El Ministerio de Trabajo de Colombia tiene listo un borrador de decreto que transformaría radicalmente las condiciones laborales en el fútbol profesional colombiano. La norma, revelada por la revista Cambio, obligaría a clubes, ligas y federaciones a formalizar por escrito los contratos de futbolistas y cuerpos técnicos, garantizando afiliación a seguridad social, una jornada máxima de 42 horas semanales y la exigencia de igualdad salarial entre hombres y mujeres. El decreto retoma fallos clave de la Corte Suprema de Justicia de 2017 y 2018, que ya habían advertido sobre el uso de derechos de imagen para encubrir salarios, y una sentencia de la Corte Constitucional de 2024 que ordenó estabilidad laboral reforzada para futbolistas lesionados.
De acuerdo con el documento, las organizaciones deportivas deberán registrar a todo su personal ante los Ministerios de Trabajo y Deporte en un plazo máximo de 15 días hábiles tras la firma del contrato. Se establece también un descanso mínimo de 72 horas entre competencias oficiales y se prohíben cláusulas que impidan a los jugadores fichar libremente al final de su vínculo contractual. Además, se exige el consentimiento expreso del deportista para cualquier préstamo temporal y se condiciona la transferencia a que el club vendedor haya saldado todas sus deudas antes de que nazca el nuevo vínculo.
Brechas históricas y denuncias recientes
La urgencia de la medida se respalda en cifras alarmantes sobre la precariedad del sector. Una sentencia constitucional de 2017 reveló que el 58% de los futbolistas colombianos apenas había terminado la primaria, mientras que el 40% alcanzó el bachillerato y solo el 2% llegó a la universidad. En marzo de 2025, la Asociación Colombiana de Futbolistas Profesionales (Acolfutpro) documentó que 24 jugadoras de la Liga Femenina compartían apenas tres habitaciones, y en abril del mismo año denunció que aproximadamente 100 jugadoras podían competir sin contrato ni seguridad social de cara a la Liga Femenina 2026. Estos episodios generaron un cruce público entre la congresista Cathy Juvinao y el ministro del Trabajo, Antonio Sanguino.
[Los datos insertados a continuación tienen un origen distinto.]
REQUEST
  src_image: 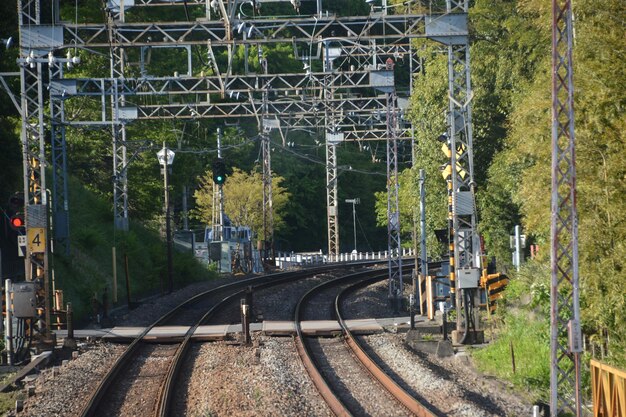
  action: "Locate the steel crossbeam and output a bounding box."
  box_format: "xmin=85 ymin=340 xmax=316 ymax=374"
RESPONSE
xmin=58 ymin=13 xmax=458 ymax=48
xmin=550 ymin=0 xmax=583 ymax=417
xmin=50 ymin=69 xmax=388 ymax=99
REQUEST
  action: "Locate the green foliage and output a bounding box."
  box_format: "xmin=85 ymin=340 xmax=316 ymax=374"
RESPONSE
xmin=53 ymin=174 xmax=214 ymax=321
xmin=194 ymin=164 xmax=290 ymax=236
xmin=472 ymin=312 xmax=550 ymax=394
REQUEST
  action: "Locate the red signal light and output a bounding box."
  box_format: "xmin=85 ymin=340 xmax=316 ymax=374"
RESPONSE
xmin=11 ymin=216 xmax=24 ymax=230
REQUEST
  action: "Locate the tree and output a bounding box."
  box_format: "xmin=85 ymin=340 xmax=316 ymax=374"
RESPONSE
xmin=192 ymin=168 xmax=291 ymax=242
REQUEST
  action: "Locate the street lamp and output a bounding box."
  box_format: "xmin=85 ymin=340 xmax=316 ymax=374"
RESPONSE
xmin=346 ymin=198 xmax=361 ymax=253
xmin=157 ymin=142 xmax=175 ymax=292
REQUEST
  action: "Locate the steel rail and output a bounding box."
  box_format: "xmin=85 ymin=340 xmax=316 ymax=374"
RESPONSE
xmin=157 ymin=262 xmax=378 ymax=417
xmin=335 ymin=277 xmax=435 ymax=417
xmin=294 ymin=264 xmax=412 ymax=416
xmin=80 ymin=261 xmax=376 ymax=417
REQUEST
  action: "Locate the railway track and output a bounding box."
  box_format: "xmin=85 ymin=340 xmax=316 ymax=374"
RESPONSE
xmin=295 ymin=264 xmax=434 ymax=417
xmin=81 ymin=262 xmax=380 ymax=417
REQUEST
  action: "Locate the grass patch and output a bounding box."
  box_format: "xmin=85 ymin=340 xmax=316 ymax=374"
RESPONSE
xmin=472 ymin=314 xmax=550 ymax=391
xmin=471 ymin=263 xmax=550 ymax=401
xmin=0 ymin=373 xmax=26 ymax=415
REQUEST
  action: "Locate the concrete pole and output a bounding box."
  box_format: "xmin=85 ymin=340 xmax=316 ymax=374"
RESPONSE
xmin=4 ymin=279 xmax=13 ymax=365
xmin=163 ymin=142 xmax=174 ymax=293
xmin=514 ymin=225 xmax=522 ymax=272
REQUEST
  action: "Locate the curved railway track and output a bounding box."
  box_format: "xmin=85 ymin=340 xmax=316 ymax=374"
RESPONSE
xmin=295 ymin=264 xmax=434 ymax=417
xmin=81 ymin=262 xmax=374 ymax=417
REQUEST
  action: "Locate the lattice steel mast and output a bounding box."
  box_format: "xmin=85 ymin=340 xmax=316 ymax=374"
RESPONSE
xmin=442 ymin=0 xmax=481 ymax=343
xmin=550 ymin=0 xmax=582 ymax=417
xmin=386 ymin=58 xmax=404 ymax=302
xmin=18 ymin=0 xmax=54 ymax=340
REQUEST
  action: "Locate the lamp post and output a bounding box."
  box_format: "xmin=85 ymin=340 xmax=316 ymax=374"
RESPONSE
xmin=157 ymin=142 xmax=175 ymax=292
xmin=346 ymin=198 xmax=361 ymax=253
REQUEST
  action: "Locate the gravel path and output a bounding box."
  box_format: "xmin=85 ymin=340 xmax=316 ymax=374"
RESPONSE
xmin=174 ymin=336 xmax=332 ymax=417
xmin=306 ymin=337 xmax=410 ymax=417
xmin=19 ymin=342 xmax=126 ymax=417
xmin=13 ymin=274 xmax=531 ymax=417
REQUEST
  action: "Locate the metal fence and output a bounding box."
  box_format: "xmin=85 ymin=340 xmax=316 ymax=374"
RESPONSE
xmin=274 ymin=248 xmax=414 ymax=269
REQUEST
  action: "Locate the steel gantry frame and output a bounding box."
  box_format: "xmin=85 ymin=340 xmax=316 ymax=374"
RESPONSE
xmin=550 ymin=0 xmax=582 ymax=417
xmin=13 ymin=0 xmax=473 ymax=344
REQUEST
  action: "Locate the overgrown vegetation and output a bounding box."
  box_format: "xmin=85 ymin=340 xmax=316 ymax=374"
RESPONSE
xmin=379 ymin=0 xmax=626 ymax=372
xmin=54 ymin=174 xmax=216 ymax=320
xmin=472 ymin=263 xmax=550 ymax=401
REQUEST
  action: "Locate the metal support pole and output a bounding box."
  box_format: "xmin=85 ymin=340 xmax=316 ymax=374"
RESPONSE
xmin=550 ymin=0 xmax=583 ymax=417
xmin=418 ymin=169 xmax=428 ymax=314
xmin=214 ymin=127 xmax=224 ymax=241
xmin=387 ymin=83 xmax=403 ymax=311
xmin=163 ymin=142 xmax=174 ymax=293
xmin=352 ymin=199 xmax=357 ymax=253
xmin=514 ymin=225 xmax=522 ymax=272
xmin=4 ymin=279 xmax=13 ymax=365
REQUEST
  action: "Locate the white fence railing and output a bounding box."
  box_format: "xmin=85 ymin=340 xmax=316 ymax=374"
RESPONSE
xmin=274 ymin=248 xmax=414 ymax=269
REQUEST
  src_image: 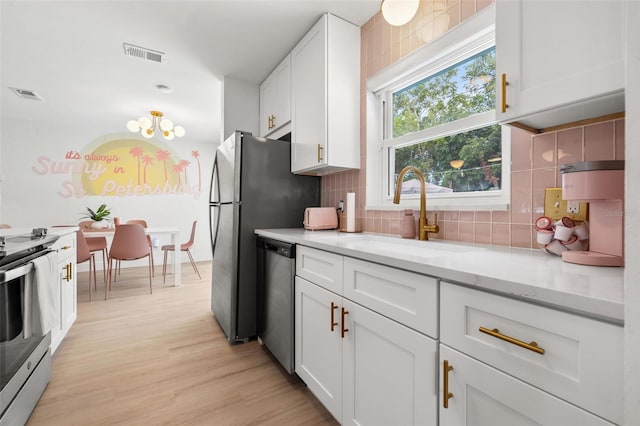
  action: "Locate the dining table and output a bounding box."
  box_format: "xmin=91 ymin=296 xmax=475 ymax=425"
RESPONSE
xmin=82 ymin=226 xmax=182 ymax=287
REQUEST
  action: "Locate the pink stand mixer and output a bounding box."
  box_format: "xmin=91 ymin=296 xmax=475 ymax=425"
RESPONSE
xmin=560 ymin=160 xmax=624 ymax=266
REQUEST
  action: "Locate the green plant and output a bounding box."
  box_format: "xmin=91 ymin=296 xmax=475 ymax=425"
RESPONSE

El borrador incorpora además un artículo pionero sobre cuidado menstrual, que obliga a los clubes a ajustar las cargas de entrenamiento en casos de endometriosis, síndrome de ovario poliquístico, miomas o dismenorrea grave, siempre bajo criterio médico. La memoria del decreto vincula estos estándares con las directrices de bienestar de la Fifa, publicadas en julio de 2025, y las recomendaciones de la Organización Internacional del Trabajo (OIT).
Igualdad salarial sin subsidio estatal
«Las organizaciones deportivas deberán garantizar a las mujeres deportistas profesionales y al cuerpo técnico femenino igualdad de trato y oportunidades en el acceso, permanencia, promoción y remuneración, en condiciones equivalentes a las de sus pares masculinos»
Revista Cambio, citando el borrador del decreto
Pese a estos avances, el Gobierno no incluyó un subsidio estatal para cubrir los costos derivados de la igualdad salarial, las coberturas médicas ni las licencias de maternidad, los cuales recaerán directamente sobre los clubes. El decreto sí contempla un programa de formalización que subsidiará la cotización a riesgos laborales para deportistas de bajos ingresos, pero el peso financiero de la equidad de género queda en manos de las instituciones deportivas. El caso del Deportivo Pereira, campeón de 2022 y actualmente sancionado por la Fifa por incumplimientos prestacionales con jugadores, ilustra las dificultades que enfrenta el fútbol colombiano para cumplir con las obligaciones laborales. La entrada en vigor del decreto, aún sin fecha de publicación oficial, marcaría un hito en la regulación del deporte profesional en el país, buscando poner fin a décadas de informalidad y desigualdad.